Para tanto, a categoria juventude trabalhadora é concebida como a unidade central da tríade analítica acima mencionada, a qual tem um duplo registro sociológico, a saber, a de categoria e de condição social. Enquanto categoria social, trata-se de uma concepção cognitiva, simbólica e política produzida para nomear, classificar e significar as práticas e representações socioculturais de um conjunto de indivíduos integrados à sociedade mediante a inserção no mundo do trabalho, cujo recorte etário é socialmente produzido e arbitrariamente atribuído. Por outro lado, diz respeito a uma situação vivida em comum por um conjunto de jovens que fazem parte da classe que vive do mundo do trabalho (ANTUNES, 1995) e compartilham entre si os fluxos intermitentes entre trabalho precário, desemprego e inatividade.

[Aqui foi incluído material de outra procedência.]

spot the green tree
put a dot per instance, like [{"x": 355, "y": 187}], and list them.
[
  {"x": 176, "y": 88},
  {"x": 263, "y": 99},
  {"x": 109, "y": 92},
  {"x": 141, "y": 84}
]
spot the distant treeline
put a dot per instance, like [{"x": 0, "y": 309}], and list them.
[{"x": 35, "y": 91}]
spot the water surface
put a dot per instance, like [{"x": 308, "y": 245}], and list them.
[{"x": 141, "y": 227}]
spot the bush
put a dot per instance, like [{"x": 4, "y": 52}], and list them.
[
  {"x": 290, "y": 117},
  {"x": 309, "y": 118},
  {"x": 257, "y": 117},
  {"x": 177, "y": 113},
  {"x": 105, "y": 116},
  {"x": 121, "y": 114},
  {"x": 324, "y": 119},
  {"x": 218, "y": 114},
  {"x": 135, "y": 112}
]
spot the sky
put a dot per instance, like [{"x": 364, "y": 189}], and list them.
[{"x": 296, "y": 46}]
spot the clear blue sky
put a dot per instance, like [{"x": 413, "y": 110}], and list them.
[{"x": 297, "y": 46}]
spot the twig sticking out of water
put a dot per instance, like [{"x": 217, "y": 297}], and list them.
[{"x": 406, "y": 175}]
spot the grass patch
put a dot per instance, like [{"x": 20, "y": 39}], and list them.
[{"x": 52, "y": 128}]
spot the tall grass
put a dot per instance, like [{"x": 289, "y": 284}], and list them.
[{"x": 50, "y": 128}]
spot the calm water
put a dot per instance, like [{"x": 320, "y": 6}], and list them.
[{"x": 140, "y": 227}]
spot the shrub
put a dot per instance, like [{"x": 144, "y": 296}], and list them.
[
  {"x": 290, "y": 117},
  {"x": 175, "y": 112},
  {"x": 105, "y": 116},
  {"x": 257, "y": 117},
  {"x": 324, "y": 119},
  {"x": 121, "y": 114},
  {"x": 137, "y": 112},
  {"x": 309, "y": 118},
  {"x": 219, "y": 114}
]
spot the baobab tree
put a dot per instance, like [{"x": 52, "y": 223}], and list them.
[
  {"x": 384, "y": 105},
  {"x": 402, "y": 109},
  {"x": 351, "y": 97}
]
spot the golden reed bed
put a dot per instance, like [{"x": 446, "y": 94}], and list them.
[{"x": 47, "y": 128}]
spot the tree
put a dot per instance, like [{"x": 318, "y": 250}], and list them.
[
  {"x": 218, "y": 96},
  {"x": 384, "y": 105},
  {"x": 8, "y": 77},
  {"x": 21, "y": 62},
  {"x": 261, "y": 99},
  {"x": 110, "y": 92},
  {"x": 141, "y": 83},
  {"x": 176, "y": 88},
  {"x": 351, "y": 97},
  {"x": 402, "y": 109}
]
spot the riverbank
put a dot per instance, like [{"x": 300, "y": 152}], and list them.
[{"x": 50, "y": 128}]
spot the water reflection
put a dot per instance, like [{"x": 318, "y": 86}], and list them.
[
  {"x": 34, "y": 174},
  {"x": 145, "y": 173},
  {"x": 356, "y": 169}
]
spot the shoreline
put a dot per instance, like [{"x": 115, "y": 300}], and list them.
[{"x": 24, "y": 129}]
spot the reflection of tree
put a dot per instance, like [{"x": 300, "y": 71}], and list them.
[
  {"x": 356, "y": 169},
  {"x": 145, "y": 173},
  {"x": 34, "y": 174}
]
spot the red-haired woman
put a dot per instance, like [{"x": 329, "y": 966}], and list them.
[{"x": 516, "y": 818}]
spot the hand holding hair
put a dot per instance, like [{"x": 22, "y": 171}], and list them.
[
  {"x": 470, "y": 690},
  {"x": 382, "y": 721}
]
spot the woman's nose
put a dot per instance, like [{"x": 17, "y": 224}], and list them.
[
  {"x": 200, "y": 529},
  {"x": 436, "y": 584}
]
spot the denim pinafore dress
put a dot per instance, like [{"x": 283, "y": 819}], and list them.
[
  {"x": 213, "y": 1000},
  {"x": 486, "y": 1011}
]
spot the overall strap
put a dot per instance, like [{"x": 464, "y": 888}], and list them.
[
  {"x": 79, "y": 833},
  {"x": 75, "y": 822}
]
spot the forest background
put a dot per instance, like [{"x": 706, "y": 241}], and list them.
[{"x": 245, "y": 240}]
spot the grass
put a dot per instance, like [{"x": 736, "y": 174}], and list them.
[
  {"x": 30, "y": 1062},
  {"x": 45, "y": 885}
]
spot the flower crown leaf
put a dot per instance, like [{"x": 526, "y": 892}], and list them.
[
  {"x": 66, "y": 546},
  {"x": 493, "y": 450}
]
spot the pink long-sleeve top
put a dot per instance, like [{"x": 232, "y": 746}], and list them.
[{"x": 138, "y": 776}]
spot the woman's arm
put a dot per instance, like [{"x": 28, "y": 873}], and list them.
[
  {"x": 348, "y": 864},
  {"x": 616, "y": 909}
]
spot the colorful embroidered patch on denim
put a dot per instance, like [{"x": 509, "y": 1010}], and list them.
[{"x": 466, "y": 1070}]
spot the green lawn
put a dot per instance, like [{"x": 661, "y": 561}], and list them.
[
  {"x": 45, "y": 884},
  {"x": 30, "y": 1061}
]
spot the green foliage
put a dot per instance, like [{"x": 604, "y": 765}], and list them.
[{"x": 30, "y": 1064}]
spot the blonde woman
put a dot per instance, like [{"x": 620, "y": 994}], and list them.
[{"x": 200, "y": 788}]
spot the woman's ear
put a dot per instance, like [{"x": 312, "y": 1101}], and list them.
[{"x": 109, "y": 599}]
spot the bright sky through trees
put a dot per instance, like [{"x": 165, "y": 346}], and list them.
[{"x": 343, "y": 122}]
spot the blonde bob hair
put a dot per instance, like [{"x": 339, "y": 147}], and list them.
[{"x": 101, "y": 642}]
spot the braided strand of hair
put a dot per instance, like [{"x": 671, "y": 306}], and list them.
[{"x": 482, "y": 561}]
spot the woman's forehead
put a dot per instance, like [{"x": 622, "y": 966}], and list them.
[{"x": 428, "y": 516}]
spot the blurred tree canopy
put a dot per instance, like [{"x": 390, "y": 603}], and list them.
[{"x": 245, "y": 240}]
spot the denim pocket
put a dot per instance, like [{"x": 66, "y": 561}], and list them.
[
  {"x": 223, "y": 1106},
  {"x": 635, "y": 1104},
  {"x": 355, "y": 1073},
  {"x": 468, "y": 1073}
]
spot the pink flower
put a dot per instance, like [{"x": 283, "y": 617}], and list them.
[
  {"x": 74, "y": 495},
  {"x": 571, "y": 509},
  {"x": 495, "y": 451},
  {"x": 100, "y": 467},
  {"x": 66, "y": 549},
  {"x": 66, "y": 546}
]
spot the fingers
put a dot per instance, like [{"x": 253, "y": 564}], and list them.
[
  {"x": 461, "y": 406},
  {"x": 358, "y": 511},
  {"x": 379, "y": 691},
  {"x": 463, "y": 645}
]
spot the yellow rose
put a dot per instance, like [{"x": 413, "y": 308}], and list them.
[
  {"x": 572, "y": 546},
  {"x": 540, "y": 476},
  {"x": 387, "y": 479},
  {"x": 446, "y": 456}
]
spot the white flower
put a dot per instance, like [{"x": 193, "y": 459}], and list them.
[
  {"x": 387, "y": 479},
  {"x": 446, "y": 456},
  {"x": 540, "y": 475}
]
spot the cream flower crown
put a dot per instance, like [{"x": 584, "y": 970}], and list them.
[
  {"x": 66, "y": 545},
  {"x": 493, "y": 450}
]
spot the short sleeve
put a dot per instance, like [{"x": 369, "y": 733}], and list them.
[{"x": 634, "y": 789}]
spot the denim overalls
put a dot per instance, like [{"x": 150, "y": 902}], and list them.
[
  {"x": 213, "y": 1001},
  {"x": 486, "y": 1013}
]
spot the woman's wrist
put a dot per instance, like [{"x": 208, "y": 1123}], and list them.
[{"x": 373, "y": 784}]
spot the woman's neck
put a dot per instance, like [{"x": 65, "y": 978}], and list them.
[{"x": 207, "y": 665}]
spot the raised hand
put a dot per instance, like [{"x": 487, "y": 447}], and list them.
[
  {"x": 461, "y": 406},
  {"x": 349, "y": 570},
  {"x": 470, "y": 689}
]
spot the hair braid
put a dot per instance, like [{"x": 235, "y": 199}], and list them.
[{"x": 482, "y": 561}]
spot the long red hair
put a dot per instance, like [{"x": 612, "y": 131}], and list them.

Para além deste duplo registro, a validade teórica dessa categoria se encontra no fato de que as experiências de trabalho das novas gerações de trabalhadores são decifradoras dos enigmas e transformações sociopolíticas a que assistimos no Brasil durante a década de 1990 e na metade da primeira década deste novo século, principalmente no que concerne à desregulamentação e desestruturação do mercado de trabalho social protegido, cujos efeitos se tornaram visíveis no aumento do desemprego, da informalidade, da flexibilização das relações trabalhistas e da redução dos direitos trabalhistas e sociais.

Os percursos da juventude trabalhadora também são portadores e denunciadores dos efeitos sociais do ajuste do Estado e da adoção da agenda neoliberal no Brasil, no que concerne à redução das políticas sociais de caráter universal e o aumento de políticas sociais focalizadas com público-alvo seleto, os bons pobres, os bons jovens, cuja matriz normativa deixa de ser a esfera dos direitos e se transmuta para o campo da filantropia e da ajuda humanitária, corporificada na transferência das responsabilidades do Estado para as denominadas organizações não-governamentais e à sociedade civil (TELLES, 2001).